Officials, urban planners oppose Maharashtra government’s plan to regularise all slums
On Sunday, the cabinet passed a proposal to regularise the slums built after the cut-off date of January 1, 2000, by charging a penalty under Centre’s programme ‘housing to all by 2022’ scheme.mumbai Updated: Dec 12, 2017 23:18 IST
The state cabinet’s decision to regularise illegal slums by offering them subsidised houses has been opposed by department officials and urban planners.
On Sunday, the cabinet passed a proposal to regularise the slums built after the cut-off date of January 1, 2000, (for legalising slums) by charging a penalty under Centre’s programme ‘housing to all by 2022’ scheme. The eligible slumdwellers, who have been living in the structures before January 1, 2000, will get tenements free of cost.
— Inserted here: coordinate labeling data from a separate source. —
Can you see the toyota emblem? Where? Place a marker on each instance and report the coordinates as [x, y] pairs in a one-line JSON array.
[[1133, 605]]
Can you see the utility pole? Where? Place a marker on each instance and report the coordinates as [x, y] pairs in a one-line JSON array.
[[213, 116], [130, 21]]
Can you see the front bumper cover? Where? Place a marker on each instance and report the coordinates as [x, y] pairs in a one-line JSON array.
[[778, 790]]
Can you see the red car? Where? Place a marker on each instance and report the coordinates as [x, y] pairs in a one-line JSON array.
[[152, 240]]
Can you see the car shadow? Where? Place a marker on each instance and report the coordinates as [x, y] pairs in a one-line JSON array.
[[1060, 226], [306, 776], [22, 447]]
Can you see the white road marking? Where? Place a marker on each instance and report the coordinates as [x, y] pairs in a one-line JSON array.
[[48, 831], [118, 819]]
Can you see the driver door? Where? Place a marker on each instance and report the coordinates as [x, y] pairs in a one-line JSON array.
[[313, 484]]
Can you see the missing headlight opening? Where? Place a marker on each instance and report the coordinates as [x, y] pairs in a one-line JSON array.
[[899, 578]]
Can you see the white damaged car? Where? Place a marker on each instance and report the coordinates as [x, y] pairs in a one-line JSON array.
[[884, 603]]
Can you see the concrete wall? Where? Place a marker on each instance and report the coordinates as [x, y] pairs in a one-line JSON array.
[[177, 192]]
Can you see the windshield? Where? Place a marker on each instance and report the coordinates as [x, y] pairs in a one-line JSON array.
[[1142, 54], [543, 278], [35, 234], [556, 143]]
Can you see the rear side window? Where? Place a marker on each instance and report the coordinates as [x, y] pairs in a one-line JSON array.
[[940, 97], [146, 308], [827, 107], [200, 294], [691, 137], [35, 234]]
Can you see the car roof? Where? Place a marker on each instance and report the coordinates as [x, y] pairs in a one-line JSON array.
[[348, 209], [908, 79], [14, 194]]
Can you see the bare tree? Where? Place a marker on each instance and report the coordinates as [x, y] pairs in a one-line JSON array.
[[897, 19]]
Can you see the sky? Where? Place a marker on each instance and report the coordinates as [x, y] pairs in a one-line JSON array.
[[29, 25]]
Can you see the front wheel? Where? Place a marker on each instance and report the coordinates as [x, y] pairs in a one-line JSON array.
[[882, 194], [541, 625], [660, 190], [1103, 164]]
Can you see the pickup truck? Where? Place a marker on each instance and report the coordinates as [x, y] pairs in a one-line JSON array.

Officials from housing and judiciary departments and urban planners have opposed the proposal saying it will hamper the existing the slum redevelopment proposals and make new ones unviable.
The state government has proposed an amendment in the Maharashtra Slum Areas Act 1971 to include illegal occupants in the schemes.
To expedite the slum redevelopment, the government has proposed to make the transfer easier within the government agencies including district collectorate, civic bodies by setting a time frame of 30 to 90 days. The proposed amendment has also given powers to the chief executive officer (CEO) of the Slum Rehabilitation Authority to decide on the eligibility of slum dwellers so that there is no delay. The CEO has also been given power to finalise the developers to undertake the slum rehabilitation schemes.
“The state has proposed amendments in the Act. Illegal occupants will also be eligible for rehabilitation as project-affected people or will be included under the Prime Minister Awas Yojana, in which the occupant bears part of the house cost,” said an official from the housing department.
“This will put additional burden on the existing infrastructure. The developer will not be in position to provide additional flats to ineligible occupants,” said the official.
The official also added that the CEO of the SRA has been given enormous powers in the proposal and may prove to leading to the corruption. The proposal was moved directly by the SRA, without taking the housing department into confidence and approved in the absence of housing minister Prakash Mehta.
The law and judiciary department, too, has opposed fundamental changes, such as amendment in the definition of slum areas.
Urban planner Chandrashekhar Prabhu said, “As recommended by state-appointed Tinaikar committee a few years ago, the SRA should be scrapped as it is a developer-driven scheme. The new proposal may defeat the whole purpose of idea of the slum rehabilitation.”